Cash management services are seen as an add-on to the production cycle rather than an integrated service. Banks need to think of applying typical manufacturing practices like just-in-time and greater technological integration of systems and data to make the user experience smoother. Let us look at some places where banks can aim for such integration in cash management services.

  1. Limit processing – A lot of current cash management services offer a fixed limit for guaranteed funding or post-dated cheque discounting which does not take into account business cycles such as peak, slack and average production periods. Banks should strive to provide a limit-monitoring system whereby corporates can avail of additional limits under the right business circumstances. The limits can be algorithmically determined by taking into account the transaction volumes, quality of the stakeholders in the accounts receivables book and track record. This integrates the risk-monitoring process into the operations of the corporate.
  1. Application integration – Corporates would like their internal systems to be integrated with the bank so that they do not need to use electronic banking (EB) terminals to login and transmit data. Integration in the background should ensure that once the data is authorized in the corporate systems and the transaction is saved in the corporate system, it should automatically be transmitted to the bank directly without having to use any EB terminal. Similarly, status updates should move back into the corporate systems from the bank without any visible manual intervention.
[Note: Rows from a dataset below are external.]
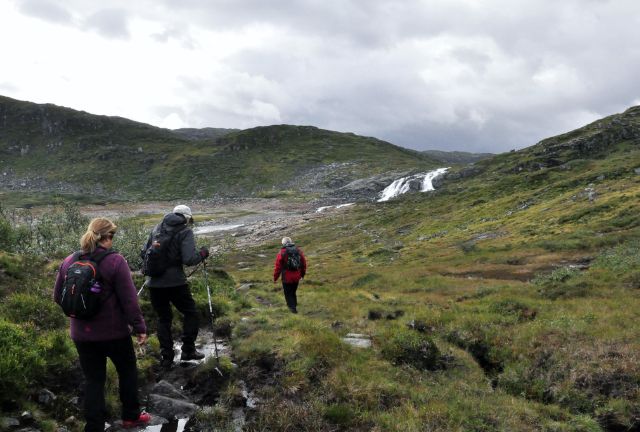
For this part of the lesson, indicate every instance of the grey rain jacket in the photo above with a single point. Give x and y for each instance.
(182, 251)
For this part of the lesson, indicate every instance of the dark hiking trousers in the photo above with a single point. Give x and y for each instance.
(93, 361)
(290, 295)
(180, 297)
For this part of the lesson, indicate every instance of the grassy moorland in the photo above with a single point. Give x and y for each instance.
(504, 301)
(46, 149)
(37, 352)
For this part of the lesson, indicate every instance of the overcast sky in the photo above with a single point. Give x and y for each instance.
(473, 75)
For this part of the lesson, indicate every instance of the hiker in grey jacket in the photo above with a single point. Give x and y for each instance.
(172, 288)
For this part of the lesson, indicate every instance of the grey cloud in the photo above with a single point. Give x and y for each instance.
(448, 74)
(45, 10)
(111, 23)
(177, 32)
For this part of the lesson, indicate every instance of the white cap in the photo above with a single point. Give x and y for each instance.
(183, 210)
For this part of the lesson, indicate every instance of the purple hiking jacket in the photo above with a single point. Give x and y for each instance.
(119, 314)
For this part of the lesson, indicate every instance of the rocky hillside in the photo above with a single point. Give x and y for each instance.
(457, 157)
(49, 149)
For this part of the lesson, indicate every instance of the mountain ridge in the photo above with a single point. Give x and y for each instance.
(49, 149)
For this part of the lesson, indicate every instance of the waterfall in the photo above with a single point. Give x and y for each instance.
(403, 185)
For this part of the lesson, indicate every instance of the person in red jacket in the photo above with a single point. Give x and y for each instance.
(292, 266)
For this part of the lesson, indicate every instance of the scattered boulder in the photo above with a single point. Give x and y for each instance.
(9, 423)
(169, 407)
(374, 315)
(165, 388)
(45, 397)
(26, 417)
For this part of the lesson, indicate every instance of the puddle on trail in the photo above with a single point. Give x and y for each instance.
(206, 345)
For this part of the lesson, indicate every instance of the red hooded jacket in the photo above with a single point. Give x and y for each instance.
(289, 276)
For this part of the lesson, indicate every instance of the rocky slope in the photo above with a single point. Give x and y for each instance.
(50, 149)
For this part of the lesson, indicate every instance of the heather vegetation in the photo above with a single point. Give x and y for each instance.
(37, 351)
(505, 300)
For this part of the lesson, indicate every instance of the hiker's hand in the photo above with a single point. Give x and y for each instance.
(142, 338)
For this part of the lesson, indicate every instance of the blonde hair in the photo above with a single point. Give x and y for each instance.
(97, 230)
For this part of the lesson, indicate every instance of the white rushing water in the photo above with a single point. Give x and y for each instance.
(321, 209)
(206, 229)
(403, 185)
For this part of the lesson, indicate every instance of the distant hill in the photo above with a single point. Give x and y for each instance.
(203, 133)
(48, 149)
(457, 157)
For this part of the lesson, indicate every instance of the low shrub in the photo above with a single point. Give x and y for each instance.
(21, 364)
(43, 313)
(405, 346)
(364, 280)
(564, 282)
(514, 308)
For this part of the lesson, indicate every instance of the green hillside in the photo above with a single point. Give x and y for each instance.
(45, 148)
(506, 300)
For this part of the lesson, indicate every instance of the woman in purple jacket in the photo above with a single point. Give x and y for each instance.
(108, 334)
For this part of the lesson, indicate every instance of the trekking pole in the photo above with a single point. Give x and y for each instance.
(142, 287)
(213, 328)
(194, 270)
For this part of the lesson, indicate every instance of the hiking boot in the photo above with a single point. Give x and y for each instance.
(142, 420)
(191, 355)
(166, 363)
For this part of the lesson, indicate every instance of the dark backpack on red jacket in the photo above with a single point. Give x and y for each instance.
(293, 260)
(82, 294)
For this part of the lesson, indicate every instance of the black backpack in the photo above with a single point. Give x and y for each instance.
(294, 262)
(155, 258)
(82, 294)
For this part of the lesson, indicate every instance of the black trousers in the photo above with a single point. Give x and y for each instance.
(180, 297)
(290, 294)
(93, 361)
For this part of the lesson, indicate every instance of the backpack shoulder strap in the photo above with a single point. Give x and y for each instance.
(100, 256)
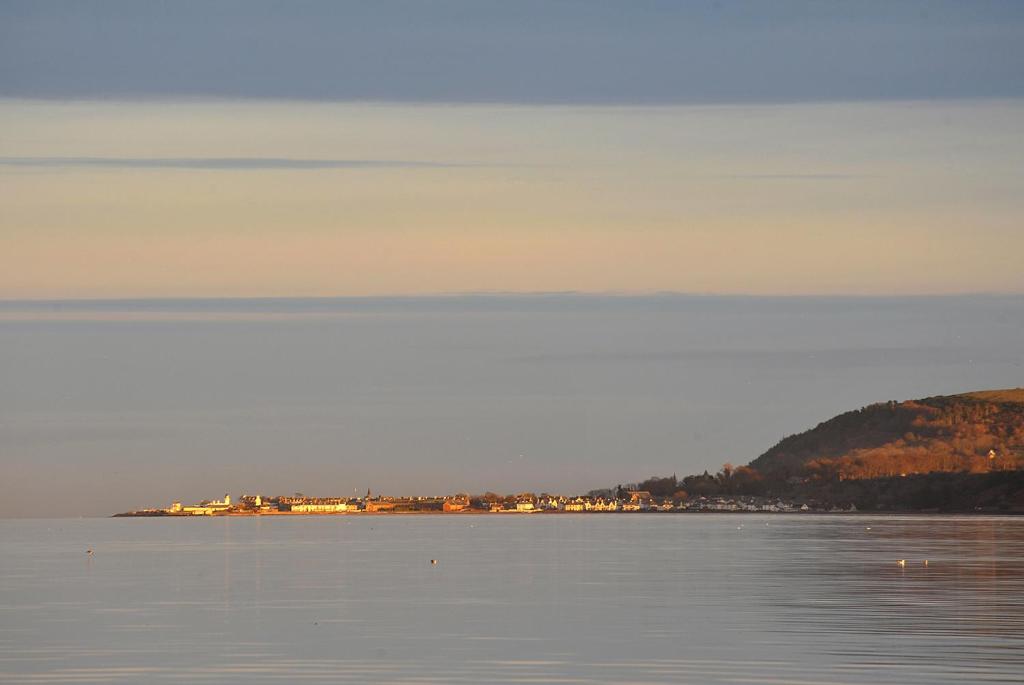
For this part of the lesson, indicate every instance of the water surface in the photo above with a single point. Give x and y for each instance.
(513, 599)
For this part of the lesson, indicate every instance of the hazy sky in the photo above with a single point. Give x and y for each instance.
(327, 148)
(220, 150)
(111, 405)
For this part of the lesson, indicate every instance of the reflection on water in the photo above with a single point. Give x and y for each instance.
(541, 599)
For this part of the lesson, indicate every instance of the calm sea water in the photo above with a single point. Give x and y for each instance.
(513, 599)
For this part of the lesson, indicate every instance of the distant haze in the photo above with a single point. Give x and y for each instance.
(840, 180)
(109, 405)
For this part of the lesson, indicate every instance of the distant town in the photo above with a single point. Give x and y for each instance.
(621, 501)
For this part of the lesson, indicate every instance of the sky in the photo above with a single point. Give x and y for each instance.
(154, 152)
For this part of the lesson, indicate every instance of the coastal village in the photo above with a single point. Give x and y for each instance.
(526, 503)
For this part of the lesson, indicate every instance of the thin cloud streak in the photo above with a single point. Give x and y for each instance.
(801, 177)
(220, 163)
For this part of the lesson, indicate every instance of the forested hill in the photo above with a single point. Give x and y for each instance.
(974, 432)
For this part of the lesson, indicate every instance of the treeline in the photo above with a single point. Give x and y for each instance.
(960, 433)
(955, 453)
(995, 491)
  1. Stakeholder relationships – Corporates have stakeholder relationships which are driven by service level arrangements, especially regarding discharge of commercial obligations. Banks need to work closely with the corporates to make sure that they have the infrastructure and personnel to adhere to these service level agreements.


As basic cash management becomes established and even common, banks have to strive to provide the next level of cash management services in order to differentiate themselves. This requires them to take a holistic view of the corporate balance sheet and look at all the services they can offer to the corporate across the various line items. Further, these services have to be integrated into corporate operations to provide all participants a seamless transacting experience.